Though we all like to create a narrative where we’re in control of our lives and destiny, so much in life is down to chance. Somebody is no doubt at this very minute getting blindsided by a out of control rickshaw or clobbered in the head by a for sale sign, due to an ill-timed gust of wind. If you can imagine it happening, it probably has, and though some misfortune is self inflicted, Darwin Award style, often it’s a case of ‘nobody saw it coming. The same of course applies to good fortune. Fate hands some a free pass in life and endless riches without much of a struggle along the way. Tonda Dickerson’s story stands out on account that she experienced both the best and worst of what fortune can offer.

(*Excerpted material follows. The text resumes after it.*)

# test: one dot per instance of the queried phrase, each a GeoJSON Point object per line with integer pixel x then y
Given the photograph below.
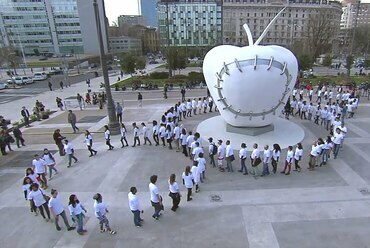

Dickerson’s life was as ordinary as can be, divorced and in her late 20s she was just going through the motions of everyday life. By day, she worked as a waitress at the Grand Bay Waffle House in Alabama and any one day resembled the next. That was until the day that Edward Seward walked in, ate a hearty breakfast and then handed her a lottery ticket as a tip. This simple task was a set a chain of events into motion that she could have never in her wildest dreams or nightmares anticipated. The date was Sunday, March 7th, 1999. The lottery took place on the following Saturday. She won that lottery.
Suddenly in possession of a winning lottery ticket worth $10 million, Dickerson’s fortunes looked to suddenly be massively on the up as she accepted $375,000 over the next 30 years rather than the lump sum payout.
Fate however had other ideas. She soon found herself embroiled in multiple legal battles, with both her work mates (who deemed that the lottery ticket tip should be split between them all), the IRS and even the man who gave her the ticket in the first place! Though Dickerson stated that she didn’t agree to split the winnings, it took a jury took just 45 minutes to decide against her. She had turned down a settlement that would’ve allowed her to keep a cool $3 million of the Florida jackpot.
Not willing to let her millions evaporate into thins air, Dickerson took the case to the Alabama Supreme Court, which reversed the Circuit Court decision in 2002. Two years later she was taken to fend off a case by Seward, who had stated that Dickerson offered to buy him a stuck if the ticket was a winner. Her respite didn’t last long though, as the very same week her ex-husband who she divorced in 1997 was shot after attempting to kidnap her! He had taken her to a remote area and threatened to kill her, but while pleading with him to let her answer her ringing phone on account that people would be looking for her, she pulled a .22-caliber handgun out, shooting him in the chest.
Anticipating that possibly she’d experienced her last bit of bad (or rather harrowing) luck, her troubles were not over yet. She spend the next decade battling with the IRS, as they argued about how much she owed them. In March 2012 though her attorneys successfully argued that the IRS was wrong to demand $1 million in gift tax after Dickerson gave most of her winnings away to her family business.
Finally past these challenges (but without any money), Dickerson has not been heard of much since, though the fact that she now works as a poker dealer at the Golden Nugget casino in Biloxi, perhaps is a strange yet fitting endless to her ‘run in’ with ‘good fortune’.
Of course this isn’t the first rags, to riches, then back to rags again type story of huge lottery wins. How about Ronnie Music Jr, the Waycross, Georgia man who won $3 million then had the bright idea of using it to invest in a meth ring. or Urooj Khan, poisoned with cyanide a day after a $1 millon win. Sometimes getting everything you’ve ever dreamed of is just the beginning of the story, rather than the end.